CAPÍTULO 29
Edmund se obligaba a no pensar en la dolorosa confesión que April le había hecho, sentía que la cabeza iba a estallarle y en el pecho le anidaba el agobiante vacío de la perdida, no podía dejar de mirarla ni por un segundo y nada aparte de ella lograba captar su atención.
Había querido hablar de lo que le pasaba, quería saber cuál era esa enfermedad que en poco tiempo se la robaría, pero ella no deseaba hacerlo, solo decía que a cada minuto se obligaba a olvidar su realidad, porque no pretendía pasar triste ni agobiada el poco tiempo que le quedaba.
—¿Estás seguro que no deseas cambiarte primero? —preguntó April con una tierna sonrisa, pero escondía tanto sufrimiento del que no quería ser partícipe a Edmund.
Él negó sin dejar de mirarla a los ojos y tragó en seco. Ella le puso la mano sobre el muslo.
—No, no deseo perder el tiempo. —Puso su mano sobre la de April, inevitablemente odiaba que ella pudiera sonreír de esa manera en un momento como ese, cuando él estaba desesperado, solo que aún no creía todo por lo que estaba pasando y estaba casi en un estado catatónico.
—Tu ropa aún está mojada y podrías enfermarte. —Le recordó.
—¿Crees que pescar un resfriado es enfermarme? —susurró su pregunta, sintiéndose indignado.
—Por favor Edmund, no me mires así, no me hagas sentir mal, lo menos que quiero es que sientas lástima por mí.
—No te tengo lástima, solo que me haces sentir impotente —le llevó las manos a las mejillas y la obligó a que lo mirara a los ojos—. Entiende que necesito hacer algo por ti...
—Lo vas a hacer, cuidarás de Santi.
—¡No! No quiero cuidar del niño, quiero salvarte a ti —exigió haciendo más fuerte la presión sobre sus mejillas, sin importar que el taxista lo mirara a través del retrovisor.
—Por favor Edmund, ya no más, ya no más... Podemos olvidarnos por un momento de mí, ahora lo más importante es Santiago.
—¿Crees que restándote importancia me harás sentir mejor? No April, no es así. Tal vez para ti sea fácil porque sabes lo que te pasa, pero para mí no, no puedo con tanta incertidumbre.
—No es fácil Edmund, para mí no es fácil. —Los ojos se le llenaron de lágrimas, pero se obligó a no derramarlas—. Pero no puedo echarme a llorar lamentándome por lo que me pasa, porque no puedo mostrarme derrotada delante de mi hijo, no lo entiendes, no puedes entenderlo, porque no conoces a Santiago, pero cuando veas lo lindo que es —sonrió aún a través de las lágrimas—. Cuando veas sus ojitos y sus pestañas, cuando veas sus manitos, sabrás que es más importante que cualquier cosa, tengo que ser fuerte por él, tengo que sonreír para él, así por dentro esté cayéndome a pedazos.

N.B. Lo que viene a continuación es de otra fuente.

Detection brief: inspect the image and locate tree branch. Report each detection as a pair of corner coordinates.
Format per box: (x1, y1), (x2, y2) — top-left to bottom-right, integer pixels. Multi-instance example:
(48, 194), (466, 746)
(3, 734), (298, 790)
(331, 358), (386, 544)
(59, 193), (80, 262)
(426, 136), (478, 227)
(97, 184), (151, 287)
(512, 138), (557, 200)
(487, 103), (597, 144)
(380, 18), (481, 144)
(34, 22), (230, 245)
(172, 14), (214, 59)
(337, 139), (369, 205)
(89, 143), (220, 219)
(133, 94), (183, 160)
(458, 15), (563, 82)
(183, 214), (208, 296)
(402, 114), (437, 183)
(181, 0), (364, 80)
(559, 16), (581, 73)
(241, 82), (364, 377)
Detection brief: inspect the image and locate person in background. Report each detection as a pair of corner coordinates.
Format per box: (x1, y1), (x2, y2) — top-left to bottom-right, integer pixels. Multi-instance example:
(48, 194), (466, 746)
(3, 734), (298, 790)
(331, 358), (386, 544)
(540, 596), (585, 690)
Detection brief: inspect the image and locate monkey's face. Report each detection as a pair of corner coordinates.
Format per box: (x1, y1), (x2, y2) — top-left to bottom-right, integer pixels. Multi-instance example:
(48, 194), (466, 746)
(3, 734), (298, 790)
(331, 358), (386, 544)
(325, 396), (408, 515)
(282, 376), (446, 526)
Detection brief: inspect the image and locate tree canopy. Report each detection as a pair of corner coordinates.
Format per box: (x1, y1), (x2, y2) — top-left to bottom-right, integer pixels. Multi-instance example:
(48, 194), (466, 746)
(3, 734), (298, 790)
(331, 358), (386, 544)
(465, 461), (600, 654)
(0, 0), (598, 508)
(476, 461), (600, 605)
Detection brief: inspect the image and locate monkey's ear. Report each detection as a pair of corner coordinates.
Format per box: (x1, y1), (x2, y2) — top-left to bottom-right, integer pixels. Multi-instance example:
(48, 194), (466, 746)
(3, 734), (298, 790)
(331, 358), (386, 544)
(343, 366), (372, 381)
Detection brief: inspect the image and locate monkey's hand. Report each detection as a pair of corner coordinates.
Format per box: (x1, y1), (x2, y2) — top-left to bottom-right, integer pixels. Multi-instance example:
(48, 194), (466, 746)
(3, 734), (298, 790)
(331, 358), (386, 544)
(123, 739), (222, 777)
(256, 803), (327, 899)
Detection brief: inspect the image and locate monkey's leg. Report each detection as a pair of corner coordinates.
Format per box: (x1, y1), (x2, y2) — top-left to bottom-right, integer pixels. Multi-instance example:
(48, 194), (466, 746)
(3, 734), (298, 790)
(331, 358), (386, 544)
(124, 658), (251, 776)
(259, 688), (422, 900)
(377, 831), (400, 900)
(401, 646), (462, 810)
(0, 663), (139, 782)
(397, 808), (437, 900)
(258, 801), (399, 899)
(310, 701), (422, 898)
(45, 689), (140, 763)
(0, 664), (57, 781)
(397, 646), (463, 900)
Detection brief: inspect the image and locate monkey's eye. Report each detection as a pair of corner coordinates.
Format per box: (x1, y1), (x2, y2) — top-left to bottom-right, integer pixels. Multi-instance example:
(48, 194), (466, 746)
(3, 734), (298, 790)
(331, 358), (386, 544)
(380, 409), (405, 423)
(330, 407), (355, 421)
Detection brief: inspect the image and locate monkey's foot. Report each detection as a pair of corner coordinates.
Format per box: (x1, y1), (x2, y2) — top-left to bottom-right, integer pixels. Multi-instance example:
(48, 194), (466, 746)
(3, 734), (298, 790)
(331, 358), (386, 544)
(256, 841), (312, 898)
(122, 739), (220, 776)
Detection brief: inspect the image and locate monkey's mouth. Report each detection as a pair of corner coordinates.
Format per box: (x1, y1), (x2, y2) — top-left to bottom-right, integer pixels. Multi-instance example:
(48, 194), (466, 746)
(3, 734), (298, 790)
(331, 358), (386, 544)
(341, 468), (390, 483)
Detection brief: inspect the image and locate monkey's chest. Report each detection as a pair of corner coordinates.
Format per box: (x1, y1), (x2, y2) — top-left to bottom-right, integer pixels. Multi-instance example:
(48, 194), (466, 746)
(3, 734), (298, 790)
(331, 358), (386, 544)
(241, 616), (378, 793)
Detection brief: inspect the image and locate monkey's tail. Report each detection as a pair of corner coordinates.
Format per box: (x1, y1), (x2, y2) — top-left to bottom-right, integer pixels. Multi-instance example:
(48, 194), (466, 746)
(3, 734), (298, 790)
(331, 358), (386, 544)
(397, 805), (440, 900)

Edmund se acercó y le besó la frente, sintiendo como se le erizaba cada poro de la piel, no era excitación, ni frío, era admiración lo que le provocaba tal reacción.
—Tendrás que darme un poco de esa fortaleza —susurró estrellando su cálido aliento contra la frente de April, cerró los ojos por segundos, para después mirar como la lluvia seguía cayendo.
—No necesitas que yo te dé fortaleza, porque tú la posees, solo que en este momento estás perturbado. —le acarició el cuello, calentándose las manos con la piel caliente del hombre que amaba, y se sentía tan diminuta a su lado.
El taxi se detuvo frente a la puerta principal del hospital, Edmund le ofreció la tarjeta de crédito para pagar por el servició y mientras esperaba, su mirada fue captada por un helicóptero que descendía en el helipuerto, que daba la impresión de ser un platillo volador.
—Gracias —dijo en el momento en que el hombre le devolvió la tarjeta.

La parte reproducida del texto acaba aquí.